You are pricing your products and service wrong.
Adam Davidson
Created NPR's Planet Money; business writer for the NY Times and The New Yorker; author, "The Passion Economy."
There is one simple idea that could, instantly, transform nearly any small business from a struggling one to a success: don’t set your prices based on your costs. Set your costs based on your prices.
This is one of those ideas that seems, at first, stupid or confusing or just plain wrong. When asked to come up with a price, most businesspeople think of how much the raw physical goods cost to buy, how much time it takes to make a thing, and then add a reasonable profit, and that’s the price. But when you are the customer, you don’t decide whether or not to buy something based on the price of the raw materials and the time it takes to make something. You have a sense — a quick gut sense or a carefully calculated one — of what kind of value that thing brings to your life. Price should be set according to THAT value, the value customers see in a product or service. Once you know what that value is, you can then select the raw materials and the production method that supports that price.

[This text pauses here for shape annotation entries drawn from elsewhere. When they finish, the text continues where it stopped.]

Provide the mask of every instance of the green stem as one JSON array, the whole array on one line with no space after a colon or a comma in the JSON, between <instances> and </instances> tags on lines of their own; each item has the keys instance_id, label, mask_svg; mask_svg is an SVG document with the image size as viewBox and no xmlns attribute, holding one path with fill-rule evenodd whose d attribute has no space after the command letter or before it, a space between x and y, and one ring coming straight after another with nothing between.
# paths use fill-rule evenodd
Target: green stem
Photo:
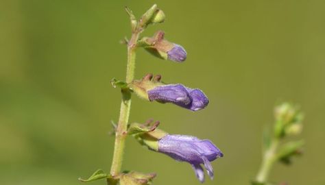
<instances>
[{"instance_id":1,"label":"green stem","mask_svg":"<svg viewBox=\"0 0 325 185\"><path fill-rule=\"evenodd\" d=\"M128 66L126 69L126 82L131 82L134 76L135 49L139 32L132 33L132 36L128 44ZM122 102L119 114L119 123L116 129L114 154L110 168L110 174L114 177L117 175L122 166L123 155L125 138L127 136L128 123L129 121L130 110L131 108L131 92L130 90L122 89ZM110 184L116 184L116 182Z\"/></svg>"},{"instance_id":2,"label":"green stem","mask_svg":"<svg viewBox=\"0 0 325 185\"><path fill-rule=\"evenodd\" d=\"M275 162L275 155L278 149L279 140L277 138L272 140L271 146L264 153L262 164L256 176L256 181L261 184L267 183L267 178Z\"/></svg>"}]
</instances>

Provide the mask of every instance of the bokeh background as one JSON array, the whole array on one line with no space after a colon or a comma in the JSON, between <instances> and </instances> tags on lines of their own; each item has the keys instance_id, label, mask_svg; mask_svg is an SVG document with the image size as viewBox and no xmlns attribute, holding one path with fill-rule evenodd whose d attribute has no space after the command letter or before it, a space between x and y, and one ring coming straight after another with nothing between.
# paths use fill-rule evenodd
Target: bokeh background
<instances>
[{"instance_id":1,"label":"bokeh background","mask_svg":"<svg viewBox=\"0 0 325 185\"><path fill-rule=\"evenodd\" d=\"M80 184L109 171L124 79L129 6L167 15L166 38L184 47L182 64L138 51L136 77L200 88L210 104L192 112L134 97L131 121L161 121L173 134L213 140L225 157L205 184L249 184L262 132L279 102L305 112L304 154L277 164L274 182L325 184L324 1L0 1L0 184ZM200 184L190 165L127 141L123 169L156 172L155 184ZM104 181L92 184L105 184Z\"/></svg>"}]
</instances>

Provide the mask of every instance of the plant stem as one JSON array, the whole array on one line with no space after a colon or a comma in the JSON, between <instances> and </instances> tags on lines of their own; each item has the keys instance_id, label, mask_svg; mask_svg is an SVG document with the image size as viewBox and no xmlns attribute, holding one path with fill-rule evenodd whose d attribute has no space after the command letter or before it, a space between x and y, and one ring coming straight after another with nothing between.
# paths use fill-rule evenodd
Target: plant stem
<instances>
[{"instance_id":1,"label":"plant stem","mask_svg":"<svg viewBox=\"0 0 325 185\"><path fill-rule=\"evenodd\" d=\"M269 171L275 162L275 155L278 148L279 140L278 138L272 140L271 146L264 153L262 164L256 176L256 181L261 184L267 182Z\"/></svg>"},{"instance_id":2,"label":"plant stem","mask_svg":"<svg viewBox=\"0 0 325 185\"><path fill-rule=\"evenodd\" d=\"M134 76L136 59L135 49L139 35L139 32L133 32L131 39L128 44L128 66L125 77L125 81L127 83L131 82ZM131 108L131 92L128 88L123 88L122 89L121 92L122 102L121 103L119 123L116 129L114 154L110 168L110 175L113 177L117 175L121 171L124 146L127 136L130 110ZM116 182L113 184L116 184Z\"/></svg>"}]
</instances>

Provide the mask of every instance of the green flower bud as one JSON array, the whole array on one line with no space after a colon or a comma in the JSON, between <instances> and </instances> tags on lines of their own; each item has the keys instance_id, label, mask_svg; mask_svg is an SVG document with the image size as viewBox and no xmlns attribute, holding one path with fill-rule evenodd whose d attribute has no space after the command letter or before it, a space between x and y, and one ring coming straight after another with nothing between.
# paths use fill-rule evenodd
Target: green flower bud
<instances>
[{"instance_id":1,"label":"green flower bud","mask_svg":"<svg viewBox=\"0 0 325 185\"><path fill-rule=\"evenodd\" d=\"M145 29L150 24L162 23L165 17L162 10L159 10L157 5L154 4L141 16L139 27Z\"/></svg>"},{"instance_id":2,"label":"green flower bud","mask_svg":"<svg viewBox=\"0 0 325 185\"><path fill-rule=\"evenodd\" d=\"M120 185L149 185L156 177L156 173L145 174L136 171L131 171L121 175Z\"/></svg>"},{"instance_id":3,"label":"green flower bud","mask_svg":"<svg viewBox=\"0 0 325 185\"><path fill-rule=\"evenodd\" d=\"M148 149L158 151L158 140L166 136L167 133L157 129L159 121L152 123L152 121L151 120L145 124L132 123L128 133L132 135L142 145L147 147Z\"/></svg>"},{"instance_id":4,"label":"green flower bud","mask_svg":"<svg viewBox=\"0 0 325 185\"><path fill-rule=\"evenodd\" d=\"M139 97L149 101L147 91L156 86L165 85L165 84L160 82L160 75L157 75L153 77L152 74L149 73L143 77L141 80L133 80L129 84L129 87Z\"/></svg>"},{"instance_id":5,"label":"green flower bud","mask_svg":"<svg viewBox=\"0 0 325 185\"><path fill-rule=\"evenodd\" d=\"M285 134L288 136L296 136L300 134L302 131L302 124L293 124L285 130Z\"/></svg>"},{"instance_id":6,"label":"green flower bud","mask_svg":"<svg viewBox=\"0 0 325 185\"><path fill-rule=\"evenodd\" d=\"M165 21L165 15L161 10L158 10L152 18L152 23L161 23Z\"/></svg>"},{"instance_id":7,"label":"green flower bud","mask_svg":"<svg viewBox=\"0 0 325 185\"><path fill-rule=\"evenodd\" d=\"M274 127L276 136L281 138L301 132L303 115L297 106L283 103L276 107L274 113L276 120Z\"/></svg>"}]
</instances>

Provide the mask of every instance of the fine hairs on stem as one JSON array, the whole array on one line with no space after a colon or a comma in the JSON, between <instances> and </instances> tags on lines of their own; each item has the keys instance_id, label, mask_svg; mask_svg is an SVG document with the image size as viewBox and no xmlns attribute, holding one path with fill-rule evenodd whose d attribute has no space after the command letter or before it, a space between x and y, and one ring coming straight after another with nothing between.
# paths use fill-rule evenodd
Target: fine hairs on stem
<instances>
[{"instance_id":1,"label":"fine hairs on stem","mask_svg":"<svg viewBox=\"0 0 325 185\"><path fill-rule=\"evenodd\" d=\"M152 151L163 153L170 158L189 163L197 180L205 181L205 172L210 180L214 178L214 170L211 162L222 158L224 153L211 141L200 139L193 136L172 134L158 128L160 122L149 119L144 123L130 123L129 120L132 95L145 101L166 103L197 112L208 106L209 99L200 88L189 88L183 84L168 84L161 81L162 75L152 73L145 75L142 79L134 79L136 51L143 48L149 53L160 59L178 63L184 62L187 53L182 46L165 39L165 32L158 30L151 37L141 37L141 34L150 25L165 21L165 13L156 5L152 6L137 20L131 10L125 8L131 23L132 35L130 40L123 42L126 44L128 61L125 80L111 80L114 88L121 88L121 102L117 125L115 126L115 141L110 171L106 173L103 170L96 171L88 179L80 178L83 182L106 179L108 185L149 185L152 184L156 173L143 173L135 171L122 171L122 162L125 139L128 136L134 138L141 145ZM262 164L253 185L271 184L268 176L273 164L278 161L287 164L292 156L299 153L303 145L302 140L282 143L285 137L297 135L302 130L302 114L299 109L289 103L276 108L276 123L270 135L265 137L264 153ZM140 122L141 123L141 122Z\"/></svg>"}]
</instances>

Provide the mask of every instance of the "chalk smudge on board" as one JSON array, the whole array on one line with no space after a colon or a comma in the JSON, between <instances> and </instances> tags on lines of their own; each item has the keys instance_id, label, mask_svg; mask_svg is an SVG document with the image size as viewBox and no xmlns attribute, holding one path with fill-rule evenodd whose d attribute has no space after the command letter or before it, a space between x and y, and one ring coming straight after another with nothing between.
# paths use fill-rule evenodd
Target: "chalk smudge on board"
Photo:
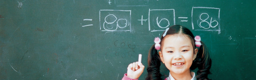
<instances>
[{"instance_id":1,"label":"chalk smudge on board","mask_svg":"<svg viewBox=\"0 0 256 80\"><path fill-rule=\"evenodd\" d=\"M56 63L57 63L58 62L58 55L57 55L57 54L55 53L54 53L54 54L56 55L56 56L57 56L57 58L56 59Z\"/></svg>"}]
</instances>

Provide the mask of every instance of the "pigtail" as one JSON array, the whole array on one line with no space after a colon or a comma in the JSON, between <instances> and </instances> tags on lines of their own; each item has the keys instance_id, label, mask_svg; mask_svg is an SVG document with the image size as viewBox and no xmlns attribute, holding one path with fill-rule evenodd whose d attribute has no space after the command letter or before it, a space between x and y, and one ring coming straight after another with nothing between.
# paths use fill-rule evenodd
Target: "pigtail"
<instances>
[{"instance_id":1,"label":"pigtail","mask_svg":"<svg viewBox=\"0 0 256 80\"><path fill-rule=\"evenodd\" d=\"M148 67L147 80L162 80L162 74L160 73L160 65L161 60L160 57L155 48L155 44L153 45L148 52Z\"/></svg>"},{"instance_id":2,"label":"pigtail","mask_svg":"<svg viewBox=\"0 0 256 80\"><path fill-rule=\"evenodd\" d=\"M196 76L197 80L209 80L208 76L208 74L211 74L210 69L212 66L212 60L210 58L209 52L205 44L202 41L201 43L202 45L199 48L196 58L193 61L194 62L190 69L194 69L196 68L192 66L198 67L198 70L196 72L198 75Z\"/></svg>"}]
</instances>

Most of the time, pricing based on value brings in far more money and far larger profit margins than pricing based on cost. But don’t think that means you’re gouging your customer or being unfair. Quite the opposite. By pricing based on the value you bring to your customer, you are creating the conditions that will allow you to produce more and satisfy more customers. Pricing based on value means applying empathy, looking at the world through your customers’ eyes.
From The Passion Economy. Preorder your copy today.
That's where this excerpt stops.